For the second straight year, Alpine Waste & Recycling™ is encouraging candidates of local elections, both successful and unsuccessful, to gather their plastic yard signs and recycle them. Signs can be dropped off at Alpine’s Altogether Recycling plant at 645 W. 53rd Place in Denver.
Coraplast yard signs – made of corrugated plastic – can be easily recycled, said Brent Hildebrand, vice president of Altogether Recycling. The presidential election and the unusually hard-fought local campaigns have resulted in higher numbers of campaign signs in the Denver area this year, with as many as 117,000 signs headed for storage, landfill or, better yet, recycling.

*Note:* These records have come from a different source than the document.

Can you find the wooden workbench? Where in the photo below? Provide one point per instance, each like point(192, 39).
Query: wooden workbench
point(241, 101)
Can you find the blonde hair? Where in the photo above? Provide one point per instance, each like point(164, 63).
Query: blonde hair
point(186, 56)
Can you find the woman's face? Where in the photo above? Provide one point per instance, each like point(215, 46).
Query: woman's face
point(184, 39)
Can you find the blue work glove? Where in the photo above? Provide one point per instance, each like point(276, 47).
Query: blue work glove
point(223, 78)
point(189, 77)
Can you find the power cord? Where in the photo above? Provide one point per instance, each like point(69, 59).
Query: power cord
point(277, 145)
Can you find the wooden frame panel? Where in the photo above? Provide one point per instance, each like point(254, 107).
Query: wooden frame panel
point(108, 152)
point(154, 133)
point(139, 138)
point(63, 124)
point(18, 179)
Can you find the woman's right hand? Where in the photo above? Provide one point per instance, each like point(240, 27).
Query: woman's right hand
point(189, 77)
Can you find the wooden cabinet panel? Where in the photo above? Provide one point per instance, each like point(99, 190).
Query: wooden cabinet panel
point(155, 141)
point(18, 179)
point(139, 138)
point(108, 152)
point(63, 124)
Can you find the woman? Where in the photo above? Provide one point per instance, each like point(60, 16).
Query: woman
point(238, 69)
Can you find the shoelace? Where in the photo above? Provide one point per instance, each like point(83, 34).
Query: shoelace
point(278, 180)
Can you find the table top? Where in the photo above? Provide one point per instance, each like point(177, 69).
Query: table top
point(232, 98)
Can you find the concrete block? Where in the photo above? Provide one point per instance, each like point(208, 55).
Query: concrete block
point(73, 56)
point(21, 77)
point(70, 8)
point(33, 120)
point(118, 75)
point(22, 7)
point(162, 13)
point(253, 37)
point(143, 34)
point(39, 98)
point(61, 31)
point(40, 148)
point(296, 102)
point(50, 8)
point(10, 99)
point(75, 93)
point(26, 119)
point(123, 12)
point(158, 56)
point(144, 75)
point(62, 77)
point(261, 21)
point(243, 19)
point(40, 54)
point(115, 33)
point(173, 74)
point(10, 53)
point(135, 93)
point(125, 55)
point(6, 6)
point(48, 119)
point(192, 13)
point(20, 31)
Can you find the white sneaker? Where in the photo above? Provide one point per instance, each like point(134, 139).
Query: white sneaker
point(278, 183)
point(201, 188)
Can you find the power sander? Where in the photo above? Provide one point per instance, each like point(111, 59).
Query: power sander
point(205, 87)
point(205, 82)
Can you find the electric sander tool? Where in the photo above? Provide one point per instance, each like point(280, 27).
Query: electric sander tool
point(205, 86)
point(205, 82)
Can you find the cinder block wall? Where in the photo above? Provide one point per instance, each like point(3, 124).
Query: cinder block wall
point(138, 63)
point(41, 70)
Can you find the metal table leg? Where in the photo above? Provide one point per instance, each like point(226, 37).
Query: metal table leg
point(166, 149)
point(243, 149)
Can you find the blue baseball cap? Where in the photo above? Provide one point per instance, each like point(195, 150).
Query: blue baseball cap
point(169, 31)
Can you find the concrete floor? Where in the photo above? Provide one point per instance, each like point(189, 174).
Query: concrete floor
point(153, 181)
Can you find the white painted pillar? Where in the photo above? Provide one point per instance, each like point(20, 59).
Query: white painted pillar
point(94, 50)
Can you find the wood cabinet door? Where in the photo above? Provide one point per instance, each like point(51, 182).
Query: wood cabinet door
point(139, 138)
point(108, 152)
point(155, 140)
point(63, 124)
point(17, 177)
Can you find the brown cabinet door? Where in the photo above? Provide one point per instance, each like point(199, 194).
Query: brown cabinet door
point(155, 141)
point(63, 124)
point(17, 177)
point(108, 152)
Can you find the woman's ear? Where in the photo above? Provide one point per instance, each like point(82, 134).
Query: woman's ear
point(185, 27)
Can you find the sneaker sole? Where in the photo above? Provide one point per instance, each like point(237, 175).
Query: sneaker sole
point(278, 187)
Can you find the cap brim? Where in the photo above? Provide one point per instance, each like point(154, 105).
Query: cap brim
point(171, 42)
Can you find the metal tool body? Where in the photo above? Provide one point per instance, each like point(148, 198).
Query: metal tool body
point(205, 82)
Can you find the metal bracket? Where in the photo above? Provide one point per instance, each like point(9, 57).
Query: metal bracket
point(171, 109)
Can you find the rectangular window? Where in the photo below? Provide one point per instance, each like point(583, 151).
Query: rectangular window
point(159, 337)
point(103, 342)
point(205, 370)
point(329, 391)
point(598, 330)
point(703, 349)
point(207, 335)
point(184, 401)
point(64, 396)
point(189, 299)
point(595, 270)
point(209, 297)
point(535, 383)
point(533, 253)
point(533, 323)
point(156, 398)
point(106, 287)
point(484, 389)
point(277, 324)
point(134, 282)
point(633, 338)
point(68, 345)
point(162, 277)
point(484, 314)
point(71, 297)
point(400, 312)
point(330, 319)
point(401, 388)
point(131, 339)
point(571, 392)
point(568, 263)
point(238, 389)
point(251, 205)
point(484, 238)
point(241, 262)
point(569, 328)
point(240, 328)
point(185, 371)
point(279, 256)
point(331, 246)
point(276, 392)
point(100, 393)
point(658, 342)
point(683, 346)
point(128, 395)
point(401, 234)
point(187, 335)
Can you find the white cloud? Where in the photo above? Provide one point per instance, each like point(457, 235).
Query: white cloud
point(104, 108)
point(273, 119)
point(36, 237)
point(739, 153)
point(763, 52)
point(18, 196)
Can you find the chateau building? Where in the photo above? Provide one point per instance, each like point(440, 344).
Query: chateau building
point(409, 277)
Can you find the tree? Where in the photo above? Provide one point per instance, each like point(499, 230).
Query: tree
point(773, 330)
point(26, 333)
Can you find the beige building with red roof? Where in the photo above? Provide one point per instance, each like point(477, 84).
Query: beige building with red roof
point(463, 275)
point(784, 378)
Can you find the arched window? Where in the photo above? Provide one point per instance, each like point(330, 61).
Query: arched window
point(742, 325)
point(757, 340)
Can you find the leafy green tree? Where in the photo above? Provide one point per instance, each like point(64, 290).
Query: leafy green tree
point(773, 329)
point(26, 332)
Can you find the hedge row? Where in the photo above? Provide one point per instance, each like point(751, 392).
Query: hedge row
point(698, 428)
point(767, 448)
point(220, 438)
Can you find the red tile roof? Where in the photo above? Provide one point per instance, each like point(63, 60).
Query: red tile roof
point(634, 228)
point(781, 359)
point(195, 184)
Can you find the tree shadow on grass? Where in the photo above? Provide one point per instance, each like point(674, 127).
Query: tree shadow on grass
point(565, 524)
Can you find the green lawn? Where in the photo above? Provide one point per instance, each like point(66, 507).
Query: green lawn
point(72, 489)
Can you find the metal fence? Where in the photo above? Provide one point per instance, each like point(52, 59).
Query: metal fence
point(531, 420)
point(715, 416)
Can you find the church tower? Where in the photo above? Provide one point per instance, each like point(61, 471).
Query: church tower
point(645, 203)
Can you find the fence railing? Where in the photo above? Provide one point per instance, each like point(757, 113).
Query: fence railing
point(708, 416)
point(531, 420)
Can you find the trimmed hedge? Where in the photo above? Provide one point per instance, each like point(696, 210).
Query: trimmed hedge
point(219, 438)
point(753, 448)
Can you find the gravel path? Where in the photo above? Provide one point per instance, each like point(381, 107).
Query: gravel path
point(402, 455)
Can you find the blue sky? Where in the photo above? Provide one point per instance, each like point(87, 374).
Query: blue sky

“The most efficient way to recycle political yard signs is for politicians to store them and reuse them in their next campaign,” Hildebrand said. “If that’s not an option, we hope candidates will bring them to us and encourage their supporters to do so as well.”
Altogether Recycling has established drop-off points in Arvada and Lone Tree. Politicians and residents can drop off their signs in Arvada at Creative Advertising & Printing, 5840 Old Wadsworth Blvd., and at a site supported by the City of Lone Tree at 9220 Kimmer Drive. The drop-off sites will be collecting election signs Nov. 4-21.
“The City of Lone Tree is dedicated to providing recycling opportunities for its residents,” said iLona Major, Sustainability Coordinator for the City of Lone Tree, “and we are pleased to participate in Altogether’s election sign recycling project.”